ADVERTISING - SOCIAL MEDIA OR SOCIAL COMMENT MEDIA?
Last week the world of advertising and the real world collided big time. On the one hand advertisers such as Pepsi and Baby Dove climbed over the fence and into the dangerous territory of social comment. On the other, Google and YouTube were under increasing pressure from advertisers who did not want their shiny messages and images alongside the darker ones promoting terrorism.
Much has been said, written but mainly tweeted about the Pepsi ad. That this was the main cause of uproar ahead of the Syrian crisis reflects pretty poorly on the values of ‘World2017’. Having said that, it was a pretty hideous piece of misconceived thinking. The only way to enjoy the nauseatingly trite images of Kendall Jenner having her ‘come to Damascus’ moment was with a can of Coke in your hand. How many people involved in the process saw the script, knew the idea, approved the budgets, worked on the production, did the editing and didn’t say a thing?
You’re all culpable.
That the ad was produced in-house should prove a valuable lesson for Clients who think that this arrangement has any advantages be they operational or creative. Using an outside agency gives you the one vital weapon which would have avoided the Pepsi disaster – perspective. Meanwhile, Baby Dove poked away at sensitive moral places with their campaign featuring a model created from data and programmes. The Sun fell for it and jumped up and down and waved its little fists with self-righteous approbation. Then looked suitably silly when someone walked past an editor’s meeting and said ‘she’s not real you know. That’s the point’. I would have paid top dollar for a ticket to that event, faces as red as their masthead. Of course Dove have a proud history of championing non-model like models from the beginnings of their Real Beauty campaign. This latest iteration was very smart, too smart for The Sun who failed their readers badly by being taken in and therefore associating their readership in the ignorance. Not a bright move.

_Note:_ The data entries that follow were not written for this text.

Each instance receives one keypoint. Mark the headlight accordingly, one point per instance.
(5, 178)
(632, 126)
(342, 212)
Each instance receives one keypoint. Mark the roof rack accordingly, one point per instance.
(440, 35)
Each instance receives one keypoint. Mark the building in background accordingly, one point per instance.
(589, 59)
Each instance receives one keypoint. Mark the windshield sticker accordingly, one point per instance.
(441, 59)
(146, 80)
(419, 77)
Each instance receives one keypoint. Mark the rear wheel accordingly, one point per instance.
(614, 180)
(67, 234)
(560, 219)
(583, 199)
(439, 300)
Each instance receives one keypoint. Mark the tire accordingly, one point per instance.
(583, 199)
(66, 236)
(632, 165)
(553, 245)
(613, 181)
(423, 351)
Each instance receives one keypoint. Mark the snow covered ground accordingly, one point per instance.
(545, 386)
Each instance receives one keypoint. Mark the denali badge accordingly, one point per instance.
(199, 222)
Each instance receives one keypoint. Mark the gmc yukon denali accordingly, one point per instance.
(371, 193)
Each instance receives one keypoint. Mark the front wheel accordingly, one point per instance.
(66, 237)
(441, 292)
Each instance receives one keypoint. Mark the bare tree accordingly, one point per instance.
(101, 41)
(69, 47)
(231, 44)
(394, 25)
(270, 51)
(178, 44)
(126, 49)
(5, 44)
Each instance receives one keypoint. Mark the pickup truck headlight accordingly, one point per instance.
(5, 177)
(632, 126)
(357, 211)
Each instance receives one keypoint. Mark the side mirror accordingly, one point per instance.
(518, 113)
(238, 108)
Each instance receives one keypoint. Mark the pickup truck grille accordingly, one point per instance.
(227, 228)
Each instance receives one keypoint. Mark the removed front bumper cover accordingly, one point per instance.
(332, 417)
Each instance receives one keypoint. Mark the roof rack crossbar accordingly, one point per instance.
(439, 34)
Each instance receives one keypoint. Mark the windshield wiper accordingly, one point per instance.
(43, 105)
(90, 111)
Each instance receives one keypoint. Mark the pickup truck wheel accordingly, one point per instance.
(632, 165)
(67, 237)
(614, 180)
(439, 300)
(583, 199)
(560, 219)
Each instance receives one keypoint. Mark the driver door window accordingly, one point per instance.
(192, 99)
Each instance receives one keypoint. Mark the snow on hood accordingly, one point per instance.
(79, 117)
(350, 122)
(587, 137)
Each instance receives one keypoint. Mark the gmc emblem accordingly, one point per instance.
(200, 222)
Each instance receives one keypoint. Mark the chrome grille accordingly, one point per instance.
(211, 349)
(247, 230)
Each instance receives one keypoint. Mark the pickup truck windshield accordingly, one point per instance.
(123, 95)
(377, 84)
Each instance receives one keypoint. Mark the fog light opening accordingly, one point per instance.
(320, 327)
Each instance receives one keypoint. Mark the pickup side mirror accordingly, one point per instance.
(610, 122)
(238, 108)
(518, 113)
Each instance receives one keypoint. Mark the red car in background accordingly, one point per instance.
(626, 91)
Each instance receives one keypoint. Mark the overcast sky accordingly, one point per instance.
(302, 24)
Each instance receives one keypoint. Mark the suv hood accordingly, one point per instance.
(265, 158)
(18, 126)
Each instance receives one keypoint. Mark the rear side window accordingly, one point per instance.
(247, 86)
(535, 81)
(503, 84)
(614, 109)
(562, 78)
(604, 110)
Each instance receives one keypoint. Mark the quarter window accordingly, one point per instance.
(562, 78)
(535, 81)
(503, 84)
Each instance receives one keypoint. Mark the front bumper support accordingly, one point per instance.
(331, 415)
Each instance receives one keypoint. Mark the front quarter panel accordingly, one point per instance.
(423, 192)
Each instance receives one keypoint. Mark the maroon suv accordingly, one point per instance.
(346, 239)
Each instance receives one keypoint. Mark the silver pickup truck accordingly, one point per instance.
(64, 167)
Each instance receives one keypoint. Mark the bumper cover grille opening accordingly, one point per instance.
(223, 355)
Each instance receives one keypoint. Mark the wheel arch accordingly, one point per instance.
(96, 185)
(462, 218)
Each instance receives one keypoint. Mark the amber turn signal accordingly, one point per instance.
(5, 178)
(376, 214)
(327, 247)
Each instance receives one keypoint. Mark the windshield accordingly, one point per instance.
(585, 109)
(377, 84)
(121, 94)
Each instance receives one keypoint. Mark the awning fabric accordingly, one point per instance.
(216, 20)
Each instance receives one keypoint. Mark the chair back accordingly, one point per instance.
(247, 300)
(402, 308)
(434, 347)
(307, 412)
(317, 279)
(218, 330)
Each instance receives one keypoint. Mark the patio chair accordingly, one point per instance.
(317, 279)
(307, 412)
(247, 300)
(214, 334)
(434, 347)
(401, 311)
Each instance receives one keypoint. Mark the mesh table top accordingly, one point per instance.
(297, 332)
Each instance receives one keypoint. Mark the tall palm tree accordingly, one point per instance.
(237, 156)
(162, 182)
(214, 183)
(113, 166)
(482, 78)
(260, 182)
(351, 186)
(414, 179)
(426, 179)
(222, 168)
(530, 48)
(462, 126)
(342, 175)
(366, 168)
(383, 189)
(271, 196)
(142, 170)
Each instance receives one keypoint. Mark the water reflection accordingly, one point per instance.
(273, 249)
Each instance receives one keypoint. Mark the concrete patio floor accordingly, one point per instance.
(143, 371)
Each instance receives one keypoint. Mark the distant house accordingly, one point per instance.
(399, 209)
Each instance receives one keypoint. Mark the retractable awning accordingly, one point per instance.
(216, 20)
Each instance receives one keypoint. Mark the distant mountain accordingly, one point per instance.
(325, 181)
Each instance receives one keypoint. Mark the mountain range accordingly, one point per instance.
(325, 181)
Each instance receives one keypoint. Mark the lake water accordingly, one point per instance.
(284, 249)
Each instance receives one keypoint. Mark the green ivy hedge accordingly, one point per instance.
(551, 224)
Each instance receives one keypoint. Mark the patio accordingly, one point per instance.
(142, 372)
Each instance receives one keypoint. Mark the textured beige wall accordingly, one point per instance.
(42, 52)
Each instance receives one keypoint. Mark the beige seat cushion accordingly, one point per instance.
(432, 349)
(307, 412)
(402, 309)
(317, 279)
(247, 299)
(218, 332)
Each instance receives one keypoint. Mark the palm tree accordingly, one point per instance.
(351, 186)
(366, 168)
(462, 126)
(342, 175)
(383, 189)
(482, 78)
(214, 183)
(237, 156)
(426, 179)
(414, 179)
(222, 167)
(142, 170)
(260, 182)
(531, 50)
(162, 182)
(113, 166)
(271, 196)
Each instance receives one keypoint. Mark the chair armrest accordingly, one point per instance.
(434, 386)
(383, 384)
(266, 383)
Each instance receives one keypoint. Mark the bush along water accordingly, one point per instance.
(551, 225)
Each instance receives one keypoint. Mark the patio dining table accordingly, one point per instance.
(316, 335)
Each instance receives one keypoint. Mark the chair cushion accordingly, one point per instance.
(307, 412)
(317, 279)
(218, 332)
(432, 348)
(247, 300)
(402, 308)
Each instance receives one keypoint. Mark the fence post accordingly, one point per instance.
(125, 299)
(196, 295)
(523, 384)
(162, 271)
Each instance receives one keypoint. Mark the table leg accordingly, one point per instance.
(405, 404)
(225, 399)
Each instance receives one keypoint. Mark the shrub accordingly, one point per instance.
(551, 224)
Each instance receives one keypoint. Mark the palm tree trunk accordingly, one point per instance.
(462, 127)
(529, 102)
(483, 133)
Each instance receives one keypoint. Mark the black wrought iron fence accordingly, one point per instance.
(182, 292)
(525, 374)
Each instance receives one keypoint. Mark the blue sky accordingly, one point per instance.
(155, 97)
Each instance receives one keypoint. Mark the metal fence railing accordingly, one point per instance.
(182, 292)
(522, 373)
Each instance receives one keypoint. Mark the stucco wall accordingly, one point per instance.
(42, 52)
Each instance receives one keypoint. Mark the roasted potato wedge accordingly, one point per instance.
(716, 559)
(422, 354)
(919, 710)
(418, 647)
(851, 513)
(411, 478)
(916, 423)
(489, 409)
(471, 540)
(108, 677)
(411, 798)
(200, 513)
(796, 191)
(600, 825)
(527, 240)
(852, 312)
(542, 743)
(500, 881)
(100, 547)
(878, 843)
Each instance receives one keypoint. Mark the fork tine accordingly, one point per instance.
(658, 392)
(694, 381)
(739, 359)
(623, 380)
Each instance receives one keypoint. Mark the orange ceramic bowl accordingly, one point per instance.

We do a lot of work in the Beauty category not just in the design and communications sense but by being involved in the wider trends and issues which influence the sector. The Baby Dove campaign is the logical conclusion of a move towards more openness and honesty when people, especially young women, are exposed to imagery which they might aspire to. Obviously Clients wish the products which they have invested heavily in, and which they believe in, to be seen in the best possible light. And lighting. However the world is more transparent these days and all the better for it. In the last seven days, advertising has been poking its beak in things that might not be its business, that business being to promote Clients’ products.
The dilemma is that advertising is immensely influential and the vast budgets allow a tidal wave of messages to crash onto the public every second of the day and in every conceivable channel. Why shouldn’t all that communication be used to communicate positive social messages as long as it is done with intelligence, compassion and creativity? And with the caveat that the product actually has the right to carry these kind of messages. A sugary can of carbonated water probably doesn’t have a license for that kind of thing. Advertising decorates the walls of our lives. So, in a way, maybe advertising has a social duty which it should address before it starts trying to usurp the role of the United Nations.
If people are going to be surrounded by promotional messages in their daily lives, at least make them entertaining, inspiring or beautiful. Preferably all three. For better or for worse, Advertising, design and communciations are part of our environment both real and virtual.
Everyone in the creative industries should be doing their bit to make that environment a nice place to live.